Designer Raj Shroff explains what is considered aspirational and hence most commonly seen at the fashion circuits. “Brands and fashion houses work with what is aspirational for the masses. It’s the film stars and then sports celebrities. I make my own clients (a lot of whom are over 40s) walk the ramp at my city shows because I want to evoke a certain emotion. It’s better to have their energy on the ramp than professional models.”
The narrative is changing though. You don’t just fall off the fashion grid once you hit 40. Due to the democratising power of social media the number of mature fashion influencers are slowly on the rise.
Influencer and socialite Surekha Prahlad, 59, is organically gaining followers. “My page is meant to be a place where I chronicle, for myself, my moods, the colours that make my day, love for travel, my passion for Sarees, other garments, jewellery and the daily chapters that make my life. Every woman has an innate need for expression and her own sense of fashion. Mature women are just as fashionable though the definitions could be quite different.” She chirps with a child like enthusiasm.
A few years ago, when actress Sai Pallavi did movies without make-up sporting her pimple flushed cheeks, she became an overnight sensation. More recently Neena Gupta’s Badhaai Ho was accepted well too. Isn’t it a cue that consumers are ready to have more real-like icons whom they connect to?
Rajeev Ravindranathan who is an actor himself and runs an advertising agency explains , “You’ll see a lot more video blogs, digital videos, opinion and review pieces, talks and presentations that feature older women. It takes quite some stamina and energy for a person to be omnipresent on so many mediums and multitasking on all of them at the same time. Therefore I think brands are automatically interested in speaking with these people, who tend to be younger. As a result, their role models and aspirational figures are also younger. Hence, if you’re talking about visual mediums, yes, older women (and men) are subject to a very real, though unspoken ageism.”

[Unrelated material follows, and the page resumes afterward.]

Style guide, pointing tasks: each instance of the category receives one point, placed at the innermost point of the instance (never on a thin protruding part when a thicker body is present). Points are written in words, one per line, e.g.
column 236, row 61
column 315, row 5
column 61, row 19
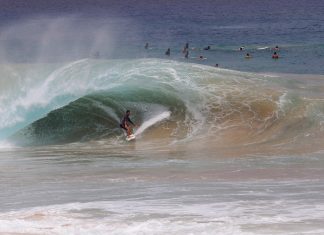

Looks like the fashion industry is still in love with all things youthful and is not very inclusive at the moment.
Author and 40-plus fashion blogger Kiran Manral implores “I would really like to see fashion and beauty brands confront and acknowledge the beauty and fierceness of the forty plus woman, something that no make up and styling can bring, something that comes with a life lived and experienced that adds beauty and depth to them.”
“I welcome brands to acknowledge and incorporate the forty plus woman into their marketing and advertising and not merely as an adjunct to the younger woman, but as subject all her own”, he concludes.